Chartio Review 2015
Chartio is a cloud based data visualization platform targeted almost exclusively at the business user. Everything about this product has been engineered to make the task of visualizing data easy. The company is focused pretty much exclusively on revenues from licenses, and so the product has to be easy to use. Competing products often require that customers spend considerable amounts (typically more than half total cost) on training and consulting, and Chartio is on a mission to make this a zero cost.
The target market is small to medium size businesses, although some larger companies use the platform too. Don’t expect any sophisticated statistical analysis, or anything beyond charts, tables and graphs – this is not the platform’s domain.
Getting to data is fairly straight forward, and users can elect to store data in a cloud data warehouse if they wish – Amazon RedShift for example. Joins over diverse data sources are supported, and the results of queries are stored as Chartio datastores, for reuse when needed.
The ease-of-use provided by Chartio is the result of clever interfaces and manipulation behind the scenes. The whole thing is very well thought out, and although not a low cost alternative, it will give business users direct access to their data and the visualizations that provide insights into that data.
As you might expect the Chartio user interface is drag and drop and well laid out. Data attributes are classified as measures (numbers) or dimensions (categorical data). This convenient mechanisms means that we can drop sales into the measure box and region into the dimensions box, and a chart of sales by region is then just a formality. Calculated fields can also be used, and the resulting chart changes as fields, calculations, filters and so on, change. Sorting by measure is an obvious need – customers by total order value for example.
Filters can be applied to measures (orderValue > 100 say), and by dimension (firstName like John). Filters applied to dates are particularly sophisticated, with relative dates, between dates, actual dates etc. Bucketing of measures means that items can be grouped (ie. customer distance from store in units of 10 miles).
It’s all straight forward and this extends to the way data is merged. Two or more data sources can have either an outer (A or B exist) or inner join (A and B exist) or left join, union or cross join – so it’s quite sophisticated.

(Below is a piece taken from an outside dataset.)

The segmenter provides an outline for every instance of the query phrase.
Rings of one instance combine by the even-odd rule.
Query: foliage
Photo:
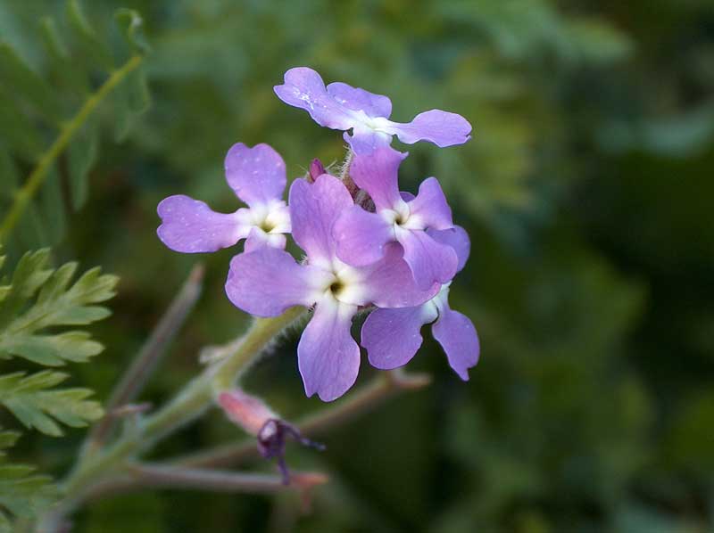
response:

A large number of chart types are included – area, bar, bar line, box plot, bubble map, bubble plot, funnel, line, map, pie, scatterplot and tables. These can be downloaded in a variety of formats including CSV, PDF, png, and SVG.
Dashboards are collections of charts and can be refreshed on a regular schedule. These can be scheduled for email distribution and managed for access.
The Data Pipeline allows users to perform transformations on query results before charting. This includes column sorting, pivoting, and adding calculated columns. Each step is a well defined operation, and data can be previewed at any point in the pipeline.
Since connecting to data sources can be a source of problems Chartio provides a list of tasks that need to be executed, and whether they have been successful. this allows quick identification of an problems that might arise. Resource utilization can also be managed with specification on time allowed for query execution. There is a full set of utilities for schema management and automatic identification of foreign keys. Users can drop down into SQL if they need to, within the Chartio environment.
Specific utilities exist for many data sources including Amazon RDS, Amazon RedShift, Google Analytics, Google BigQuery, Google Cloud SQL, Heroku, MongoDB, MySQL, Oracle, PostgreSQL, Rackspace Cloud, Salesforce, Segment, Snowflake, SQL Server, SQL Server (Azure), Twilio.
Dashboards can be embedded into existing web applications, and is useful for providing personalized analytics for customers. Integrating embedded dashboards into application involves two open, simple technologies: JSON web tokens (JWT) and HTML iframes.
Teams can be set up for each department within an organization—for example, Sales, Marketing, Support – allowing users to easily assign permissions for specific dashboards and data sources to those users as a group. For more granularity, users can separate each department into permissions groups like Marketing Viewers and Marketing Admins, etc.
Chartio works very hard to make the task of visual analytics easy. Users are helped at each step of the process by informative dialogues and drag and drop manipulation. The sophistication of Chartio is all behind the scenes, allowing users to see their data in whichever format is most useful.
Since Chartio is targeted at medium and small businesses, it will be adequate for most needs. More sophisticated analysis (statistics, predictive analytics etc) will require other products. Pricing is on the high side, and so users need to be sure they can realize significant value from Chartio.